Enclosure marshals bold new arguments about the nature of the conflict in Israel/Palestine. Gary Fields examines the dispossession of Palestinians from their land—and Israel’s rationale for seizing control of Palestinian land—in the contexts of a broad historical analysis of power and space and of an enduring discourse about land improvement. Focusing on the English enclosures (which eradicated access to common land across the English countryside), Amerindian dispossession in colonial America, and Palestinian land loss, Fields shows how exclusionary landscapes have emerged across time and geography. Evidence that the same moral, legal, and cartographic arguments were used by enclosers of land in very different historical environments challenges Israel’s current claim that it is uniquely beleaguered. This comparative framework also helps readers in the United States and the United Kingdom understand the Israeli/Palestinian conflict in the context of their own histories.

Product Details

ISBN-13: 9780520964921
Publisher: University of California Press
Publication date: 09/05/2017
Sold by: Barnes & Noble
Format: eBook
Pages: 424
File size: 26 MB
Note: This product may take a few minutes to download.

About the Author

Gary Fields is Associate Professor of Communication at the University of California, San Diego.

Read an Excerpt

CHAPTER 1

The Contours of Enclosure

God gave the world to men in common; but it cannot be supposed he meant it should always remain common. ... As much land as a man tills, plants, improves, cultivates, and can use the product of, so much is his property. He by his labour does, as it were, enclose it from the common.

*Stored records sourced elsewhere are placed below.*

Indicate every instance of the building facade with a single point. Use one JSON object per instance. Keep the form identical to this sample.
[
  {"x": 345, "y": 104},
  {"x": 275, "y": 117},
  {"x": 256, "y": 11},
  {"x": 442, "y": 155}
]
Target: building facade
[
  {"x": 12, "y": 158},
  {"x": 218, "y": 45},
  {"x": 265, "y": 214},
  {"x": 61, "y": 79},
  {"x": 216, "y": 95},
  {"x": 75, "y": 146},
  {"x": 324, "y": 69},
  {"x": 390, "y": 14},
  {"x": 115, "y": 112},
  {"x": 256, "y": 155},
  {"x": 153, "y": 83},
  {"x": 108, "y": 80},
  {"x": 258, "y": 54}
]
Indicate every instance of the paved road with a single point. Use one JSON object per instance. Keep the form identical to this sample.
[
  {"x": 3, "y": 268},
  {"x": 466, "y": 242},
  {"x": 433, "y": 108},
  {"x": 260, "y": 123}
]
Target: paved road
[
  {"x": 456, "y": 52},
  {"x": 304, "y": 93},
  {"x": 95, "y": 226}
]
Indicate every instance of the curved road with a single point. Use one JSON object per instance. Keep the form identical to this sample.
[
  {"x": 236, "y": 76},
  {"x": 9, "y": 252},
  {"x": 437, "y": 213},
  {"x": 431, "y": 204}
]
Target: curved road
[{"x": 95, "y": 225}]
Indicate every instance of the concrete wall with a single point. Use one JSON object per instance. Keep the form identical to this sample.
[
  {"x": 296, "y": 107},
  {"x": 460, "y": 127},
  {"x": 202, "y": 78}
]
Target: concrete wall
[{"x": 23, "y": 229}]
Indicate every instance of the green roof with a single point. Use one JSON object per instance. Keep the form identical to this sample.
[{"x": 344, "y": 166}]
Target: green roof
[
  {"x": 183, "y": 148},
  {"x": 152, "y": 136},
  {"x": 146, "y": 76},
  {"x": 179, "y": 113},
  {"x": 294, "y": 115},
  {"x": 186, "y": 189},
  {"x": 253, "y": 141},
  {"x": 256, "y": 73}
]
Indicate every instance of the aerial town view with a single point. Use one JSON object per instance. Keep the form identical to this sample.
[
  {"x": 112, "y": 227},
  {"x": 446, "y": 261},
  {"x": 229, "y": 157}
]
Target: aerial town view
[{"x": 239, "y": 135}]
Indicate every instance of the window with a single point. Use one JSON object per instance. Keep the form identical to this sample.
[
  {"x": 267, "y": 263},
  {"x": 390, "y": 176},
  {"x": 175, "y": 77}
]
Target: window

JOHN LOCKE, Second Treatise on Civil Government (1690)

As for the Natives ... they enclose no land. ... Only the fields tended by the Native women are their property, the rest of the country lay open to any that could and would improve it. So if we leave them sufficient [land], we may lawfully take the rest.

JOHN WINTHROP, governor of Massachusetts (1629)

When we built Ariel, we never took one square inch of land from anybody. This land was empty. Show me the document that said it belonged to them [Palestinians]. ... They [Palestinians] don't plant! They don't do anything with the land! Look at what we've built here.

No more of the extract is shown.